FDA approved the Philips CavaClear Laser Sheath for use with conventional snare devices for the removal of inferior vena cava (IVC) filters, the agency on Tuesday.
This makes CavaClear the first device on the market to use a UV laser to remove a small bit of tissue and dislodge the IVC filter when other methods of removal have failed.
"To date, there have been limited options for the successful removal of chronically embedded IVC filters, as they can be difficult to retrieve due to potential complications associated with the complex procedure," said Bram Zuckerman, MD, director of the Office of Cardiovascular Devices in the FDA Center for Devices and Radiological Health, in a statement.
CavaClear approval was based on a retrospective study of 265 patients that found a 96% procedural technical success rate associated with the laser device. Device-related complications -- counting IVC injury, bleeding, and filter breakage -- reached 3%.
Its approval followed the FDA's de novo pathway and was expedited thanks to Breakthrough Device designation.
IVC filters have been declining in popularity since the FDA's 2010 warning of complications with long-term use. These devices are initially inserted in patients with deep vein thrombosis and pulmonary embolism but can themselves lead to IVC thrombosis if left in the blood vessel.

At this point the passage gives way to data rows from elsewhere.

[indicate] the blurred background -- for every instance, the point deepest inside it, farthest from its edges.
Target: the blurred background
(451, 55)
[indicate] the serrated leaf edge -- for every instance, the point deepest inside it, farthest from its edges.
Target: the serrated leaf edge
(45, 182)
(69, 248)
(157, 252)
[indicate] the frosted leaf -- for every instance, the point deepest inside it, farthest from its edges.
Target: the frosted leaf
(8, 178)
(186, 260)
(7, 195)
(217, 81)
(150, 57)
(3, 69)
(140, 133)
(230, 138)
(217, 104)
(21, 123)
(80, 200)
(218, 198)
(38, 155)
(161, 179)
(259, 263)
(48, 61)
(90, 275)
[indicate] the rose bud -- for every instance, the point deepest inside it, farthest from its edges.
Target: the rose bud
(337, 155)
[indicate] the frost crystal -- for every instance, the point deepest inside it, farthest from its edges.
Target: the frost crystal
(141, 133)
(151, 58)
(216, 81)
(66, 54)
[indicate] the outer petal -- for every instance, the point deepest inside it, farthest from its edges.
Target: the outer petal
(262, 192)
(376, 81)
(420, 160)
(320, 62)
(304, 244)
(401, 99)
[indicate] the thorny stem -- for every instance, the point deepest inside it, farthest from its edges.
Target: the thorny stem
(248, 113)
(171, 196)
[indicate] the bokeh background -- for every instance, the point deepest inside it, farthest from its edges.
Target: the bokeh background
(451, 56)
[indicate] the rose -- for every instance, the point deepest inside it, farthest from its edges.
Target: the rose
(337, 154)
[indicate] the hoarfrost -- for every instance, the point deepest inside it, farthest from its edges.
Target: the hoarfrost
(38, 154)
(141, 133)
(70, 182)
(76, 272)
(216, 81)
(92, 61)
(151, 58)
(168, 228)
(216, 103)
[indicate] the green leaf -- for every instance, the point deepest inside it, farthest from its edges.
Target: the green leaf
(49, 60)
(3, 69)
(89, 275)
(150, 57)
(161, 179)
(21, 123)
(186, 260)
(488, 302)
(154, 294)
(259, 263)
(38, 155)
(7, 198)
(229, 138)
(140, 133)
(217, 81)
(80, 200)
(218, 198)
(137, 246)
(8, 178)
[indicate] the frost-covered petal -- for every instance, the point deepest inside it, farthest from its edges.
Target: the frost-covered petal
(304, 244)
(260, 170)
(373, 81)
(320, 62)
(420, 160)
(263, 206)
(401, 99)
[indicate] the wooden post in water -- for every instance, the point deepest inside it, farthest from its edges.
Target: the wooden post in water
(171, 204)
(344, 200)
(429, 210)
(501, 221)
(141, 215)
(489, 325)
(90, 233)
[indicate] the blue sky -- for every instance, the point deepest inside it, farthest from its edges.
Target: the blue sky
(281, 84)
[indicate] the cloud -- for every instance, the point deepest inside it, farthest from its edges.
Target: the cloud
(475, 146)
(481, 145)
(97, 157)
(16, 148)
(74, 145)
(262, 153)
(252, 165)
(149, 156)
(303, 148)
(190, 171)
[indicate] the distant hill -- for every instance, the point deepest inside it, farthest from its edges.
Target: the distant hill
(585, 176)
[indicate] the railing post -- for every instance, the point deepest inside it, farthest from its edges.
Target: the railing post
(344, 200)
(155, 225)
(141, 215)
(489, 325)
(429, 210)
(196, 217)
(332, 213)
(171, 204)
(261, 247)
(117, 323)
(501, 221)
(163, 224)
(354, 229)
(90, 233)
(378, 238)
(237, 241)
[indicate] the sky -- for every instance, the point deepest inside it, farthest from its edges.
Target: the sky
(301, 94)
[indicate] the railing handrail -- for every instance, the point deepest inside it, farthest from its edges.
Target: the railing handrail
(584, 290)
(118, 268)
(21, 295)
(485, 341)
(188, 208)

The latest strongly recommend against use of IVC filters, suggesting their use only in people with acute venous thromboembolism and an absolute contraindication to anticoagulation.
Use of the CavaClear is contraindicated when a blood clot is present within the IVC filter or surrounding veins, when the IVC filter is not accessible, or when the filter is nonmetal. The device should not be used to remove the Bird's Nest and VenaTech IVC filters in particular, FDA warned.